My family sat in a conference room near the waiting room of the hospital intensive care unit, so the doctor could inform us that my mother would die. The lights were bright white, and so were the walls. The chairs had a faded blue fabric, each one the same. There were probably pictures on the wall, maybe a beautiful scene of flowers and a pond, something that was meant to be peaceful. I do not remember that though. I remember the sterile bright white and the doctor sitting in front of me. She wore a turquoise track jacket and tennis shoes with her scrubs. Her hair was pulled back in a ponytail. There were no wispy pieces sticking out. Every bit of her brown hair that was not pulled through that ponytail was stuck straight to her head. She was physically fit, pretty, and plain.
“I need you to understand that this is what is going to end her life,” she said matter of fact.
She looked directly at me, although the rest of my family was in the room.
“I think there has been some false hope going on,” she said, “I just want to be straight with you. This is end-of-stage liver failure.”
It was my hope she had been referring to. I had hung onto every bit of faith I had. Telling my family: Miracles do happen!
I would not look the doctor in the eye when she spoke about the false hope. I was not able to face her or the reality that she was trying to make me aware of. I looked at the door and waited for the meeting to end, no longer present with whatever else was being said.
I went back to my mother’s ICU room and continued to do what I had been doing the last several days.

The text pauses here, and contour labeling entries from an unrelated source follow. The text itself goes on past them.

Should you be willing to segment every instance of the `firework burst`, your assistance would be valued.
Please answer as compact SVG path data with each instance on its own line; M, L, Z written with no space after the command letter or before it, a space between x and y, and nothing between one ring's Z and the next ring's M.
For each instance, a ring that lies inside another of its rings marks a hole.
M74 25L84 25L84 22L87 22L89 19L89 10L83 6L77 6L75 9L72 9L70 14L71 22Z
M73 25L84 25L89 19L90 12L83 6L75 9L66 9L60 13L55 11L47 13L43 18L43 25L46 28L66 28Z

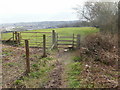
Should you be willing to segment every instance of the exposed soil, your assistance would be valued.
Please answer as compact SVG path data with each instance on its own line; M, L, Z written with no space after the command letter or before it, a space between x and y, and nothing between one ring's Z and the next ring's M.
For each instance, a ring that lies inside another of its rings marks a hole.
M71 55L69 52L64 52L63 50L59 51L56 58L58 59L56 62L56 67L50 73L49 77L50 81L44 86L44 88L67 88L65 81L65 60L69 60Z
M58 61L56 67L50 73L51 80L45 85L45 88L60 88L62 85L62 73L63 67L62 64Z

I held her swollen, yellow-tinted hands. I sang worship songs to her that I had learned at church. And I prayed, not sure if she could hear me, as she had been heavily sedated. I brushed her hair back and kept the brown frizzy pieces out of her face. When fluid started dripping more quickly into a bag that was on my mother’s bedside, I had been convinced it was a good thing since her hands were so swollen. I thought maybe she was getting unwanted fluid out of her body. I asked the nurse, but she said she was not sure what it meant. She was as young as the doctor in the meeting, but less perfect looking. She had a messy bun, smeared makeup, and a fake tan. She would not look me in the eye when I asked about the fluid, but she made a face like she had an idea what it might mean, despite what she was telling me. It was a face that made me think it was something bad.

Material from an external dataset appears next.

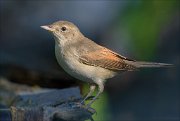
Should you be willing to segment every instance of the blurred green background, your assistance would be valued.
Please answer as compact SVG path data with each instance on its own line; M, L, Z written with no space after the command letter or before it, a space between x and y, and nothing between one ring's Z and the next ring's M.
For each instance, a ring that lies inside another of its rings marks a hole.
M180 120L180 2L138 1L0 1L0 76L7 67L69 77L57 64L54 40L41 25L58 20L76 24L81 32L126 57L172 63L169 69L142 69L109 79L93 104L95 121ZM60 77L61 78L61 77ZM16 78L16 74L11 81ZM62 79L62 78L61 78ZM68 78L78 82L74 78ZM38 85L37 80L23 83ZM32 83L33 82L33 83ZM49 87L52 80L41 80ZM79 83L75 84L79 85ZM82 85L85 95L88 85ZM51 86L51 88L60 88ZM63 88L63 86L61 86Z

I went to the bathroom in the hallway outside of the ICU. It was a one-person stall with lights as bright as the ones in my mother’s ICU room. I sat right down on the dirty floor in the corner. I plopped down my bag of snacks, drinks, and books I brought for all the sitting around and waiting we were doing. It was just a few hours after the meeting with the doctor. It was the first time I was alone since. I was beginning to wonder about what the doctor said. The last time my mother was coherent, she looked at me, her eyes big and scared, and she had asked if she was going to die. It was just two days before. The nurse in the room patted my mother on the arm: No sweetie, you aren’t going to die. Like it was some ridiculous thought. Of course, she would not die. But what if she was going to?
I picked up my phone and called one of the most spiritual people I knew, still sitting right there on the bathroom floor under the bright lights. She was an old friend I met at church. For the first time, I voiced the thought of the possibility of my mother’s death. Suddenly, before I knew what hit me, I was crying hard.
“I think she might die.” I said to my friend.
“Don’t even say that,” she told me, like speaking it would make it happen.
Someone jiggled on the door handle to use the bathroom. I wiped my tears and stood up from the bathroom floor. I told my friend I had to go. I went back to my mother’s room. I told her God was with her and she was going to be alright.
The next day, the doctors turned the machine off that was keeping my mother alive.
My grandmother stood at her head across from me, saying “Its okay Suzie” over and over. My sister, Lindsey, put her head up against my mother’s heart. My husband stood at her feet, praying. I held my mother’s hand, begging God for one last time to keep her alive.
“It stopped,” my sister said as she raised her head up from my mother’s chest, not bothering to wipe the tears and snotty mess from her crying.
The doctor, wearing the blue track jacket and perfect ponytail again, came back in as my sister was speaking.
“I was just going to come and say, yeah, she’s gone,” she said very matter of fact.
She turned off a machine that was probably monitoring my mother’s heart. There was no need for it anymore. She walked back out of the room and shut the curtain while we said our last goodbye. It was not a long goodbye. My mother was not there anymore. It was just her still body. I had hung on tightly for days. I could not hang on any longer. She was gone. I walked out of the ICU, passed the bathroom I had sat on the floor in, passed the conference room, under all those stupid bright lights, and I left, accepting what I could not possibly have accepted until it happened.
Today, I hang onto healthy hope. I believe in God. I cling to my faith. But I know there are countless things I cannot understand, and I cannot control.
I know that sometimes for me, hoping for the best is a gift when I need it most, but I am also strong enough to face the challenges life brings and I do not always get to control what they are.
Whatever happens, I do know, without any doubt, that God is with me. That is where my hope forever stays.